However, this is not a model that can easily be applied universally to other biomes, such as the Cerrado, which display very distinct social, economic and environmental characteristics.
“The moratorium was designed at a time when the Brazilian law lacked effective mechanisms for the protection of native biomes,” according to Nick Martell-Bundock, senior director of sustainable development at Cargill. These environmental laws have now evolved, particularly in the use of land, and are now considered to be some of the strictest in the world.
The
Cerrardo Working Group has been effective in convening sector players, including Cargill as one of the biggest soy traders, to find ways to eradicate deforestation (defined as land conversion) in the biome as quickly as possible, developing a manifesto of commitments designed to halt deforestation and native vegetation loss.
Conservationist Chris Wille, former head of sustainable agriculture at Rainforest Alliance, strikes a note of caution. He points out that for all its vaunted success, while the soy moratorium may have reduced deforestation in the Amazon, it has not reduced deforestation for soy overall. The problem, he argues, is that there has been too much focus on high profile campaigning and not enough effort put into the “slow, grimy, ground-level work of motivating and training farmers”. This, he says, is crucial as “unless the farmers and agribusiness are supportive, no scheme will achieve the outcomes we want”.
Regional vs international
There are some initiatives developing better engagement across the sector. One new approach is to find ways to make soy sourcing more sustainable by bringing players together to develop principles and guidelines at a more local level.
The
UK Roundtable for Sustainable Soya (UKRT), for example, is a real collective effort, convened by the UK government’s Department for Business, Energy and Industrial Strategy, facilitated by Efeca and supported by Partnerships for Forests.
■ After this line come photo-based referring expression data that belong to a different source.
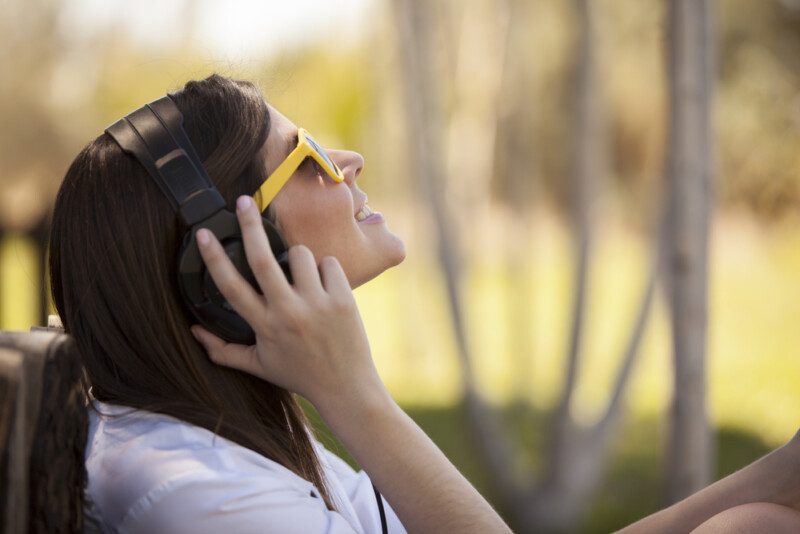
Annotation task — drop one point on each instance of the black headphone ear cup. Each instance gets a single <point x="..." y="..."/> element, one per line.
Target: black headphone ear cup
<point x="201" y="295"/>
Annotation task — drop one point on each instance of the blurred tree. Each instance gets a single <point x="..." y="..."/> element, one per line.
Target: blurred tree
<point x="556" y="499"/>
<point x="689" y="169"/>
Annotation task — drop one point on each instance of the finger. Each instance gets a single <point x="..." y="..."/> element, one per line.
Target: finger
<point x="333" y="278"/>
<point x="241" y="357"/>
<point x="259" y="254"/>
<point x="236" y="290"/>
<point x="305" y="274"/>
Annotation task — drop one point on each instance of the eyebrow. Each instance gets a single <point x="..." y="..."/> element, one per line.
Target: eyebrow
<point x="293" y="143"/>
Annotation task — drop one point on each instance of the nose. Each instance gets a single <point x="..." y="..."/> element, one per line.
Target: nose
<point x="349" y="162"/>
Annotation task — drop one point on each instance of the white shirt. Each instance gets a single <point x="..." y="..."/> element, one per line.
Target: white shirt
<point x="152" y="473"/>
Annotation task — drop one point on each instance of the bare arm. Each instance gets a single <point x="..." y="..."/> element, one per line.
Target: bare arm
<point x="775" y="479"/>
<point x="310" y="340"/>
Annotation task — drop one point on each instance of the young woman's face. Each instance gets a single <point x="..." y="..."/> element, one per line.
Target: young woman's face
<point x="313" y="210"/>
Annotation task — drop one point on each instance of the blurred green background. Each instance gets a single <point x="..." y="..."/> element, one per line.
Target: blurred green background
<point x="72" y="67"/>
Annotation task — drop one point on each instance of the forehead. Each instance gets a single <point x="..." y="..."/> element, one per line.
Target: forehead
<point x="281" y="132"/>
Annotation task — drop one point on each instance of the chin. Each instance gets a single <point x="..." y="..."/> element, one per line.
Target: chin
<point x="393" y="256"/>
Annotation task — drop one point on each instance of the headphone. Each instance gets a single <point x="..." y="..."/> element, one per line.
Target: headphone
<point x="154" y="135"/>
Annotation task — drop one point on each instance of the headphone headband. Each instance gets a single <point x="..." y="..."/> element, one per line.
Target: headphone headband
<point x="154" y="135"/>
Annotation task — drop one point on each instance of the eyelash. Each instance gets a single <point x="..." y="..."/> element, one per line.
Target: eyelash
<point x="314" y="166"/>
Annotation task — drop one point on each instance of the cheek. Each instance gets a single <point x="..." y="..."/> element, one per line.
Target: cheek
<point x="318" y="219"/>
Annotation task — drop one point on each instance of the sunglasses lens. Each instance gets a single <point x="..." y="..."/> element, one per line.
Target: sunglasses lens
<point x="324" y="155"/>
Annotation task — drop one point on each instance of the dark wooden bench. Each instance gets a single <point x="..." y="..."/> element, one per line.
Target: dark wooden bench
<point x="43" y="427"/>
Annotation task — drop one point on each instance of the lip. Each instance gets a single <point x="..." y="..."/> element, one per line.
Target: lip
<point x="375" y="218"/>
<point x="361" y="206"/>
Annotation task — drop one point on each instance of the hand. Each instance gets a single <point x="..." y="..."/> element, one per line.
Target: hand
<point x="309" y="335"/>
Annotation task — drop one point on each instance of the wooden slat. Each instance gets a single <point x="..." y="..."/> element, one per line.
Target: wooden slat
<point x="46" y="477"/>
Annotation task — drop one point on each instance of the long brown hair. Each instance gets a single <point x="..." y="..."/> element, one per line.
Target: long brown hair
<point x="113" y="248"/>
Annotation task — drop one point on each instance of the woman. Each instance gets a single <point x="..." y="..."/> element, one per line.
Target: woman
<point x="190" y="433"/>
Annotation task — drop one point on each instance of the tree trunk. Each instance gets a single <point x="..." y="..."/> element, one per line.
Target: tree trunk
<point x="689" y="170"/>
<point x="425" y="128"/>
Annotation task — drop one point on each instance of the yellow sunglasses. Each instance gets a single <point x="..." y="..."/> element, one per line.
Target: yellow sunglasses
<point x="306" y="148"/>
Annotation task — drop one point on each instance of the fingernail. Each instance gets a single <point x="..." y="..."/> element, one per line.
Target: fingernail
<point x="203" y="236"/>
<point x="243" y="202"/>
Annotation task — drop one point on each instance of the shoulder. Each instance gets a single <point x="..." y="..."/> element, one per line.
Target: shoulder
<point x="153" y="473"/>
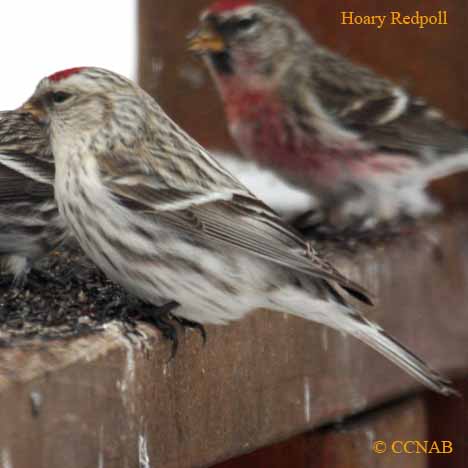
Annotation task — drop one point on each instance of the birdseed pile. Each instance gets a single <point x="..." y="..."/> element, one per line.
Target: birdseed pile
<point x="67" y="297"/>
While the RTRS is a certification scheme with a primary objective of promoting the buying of certified soy, while also developing farming best practice and production guidelines, the UKRT is designed to offer technical assistance and implement supply chain plans to help buyers. It’s not prescriptive about how members reach their goals – this may be by certification but they may choose alternative routes. What’s important is that the industry all moves together to create a “mass market” shift towards sustainable soy, the UKRT says.
For Martell-Bundock, however, whether the sector organises on a regional or national level, the pressing issues it faces must be addressed locally with farmers, “creating solutions from the bottom up so that they reflect the needs of the producer community and are more likely to succeed”.
Government-led change?
The fact that national approaches often come with a level of government buy-in and support should not be underestimated, according to CGF’s director of environmental sustainability, Ignacio Gavilan. “Governments can be funders, conveners, or direct drivers of change, especially when partnered with other groups such as private sector and civil society.”
In China, a regional approach is significantly beneficial, according to Isabel Nepstad, a programme manager at Solidaridad. While the country’s soy sector can learn from the experiences of Europe, “solutions need to be adapted to the China context given both the cultural and market situation differences,” she says. It is for this reason that the Chinese soy industry, under the Sustainable Soy Trade Platform, is looking to develop China Responsible Soy Sourcing Guidelines.
Expansion inevitable
What’s clear is that soy will continue to expand, particularly in the tropics. Government projections of production in Brazil indicate that around 10m hectares may be converted to soy within the next decade. And trade disagreements between the US and China are likely to mean a further increased dependence on soy from South America.
Is further forest or biome loss inevitable? It’s hard to say. For example, in the Cerrado alone, nearly 20m hectares of already cleared land is said to be
suitable for soy. Driving production to these areas can be prioritised and incentivised, and that will demand ongoing collaboration and collective action, whether through a roundtable approach or not.
Simply moving to already cleared land doesn’t solve every problem, of course.
As Chris Wille points out, the push for zero deforestation has raised awareness and stimulated new or renewed commitments from companies. But the campaign risks oversimplifying the complex challenge. Wille concludes: “We’re already seeing marketing claims of ‘sustainable soy’ as soy from farms that have not recently deforested. There is much more to sustainable agriculture than [simply] avoiding land conversion.”
Readers please note that some of the data points in this piece have been updated.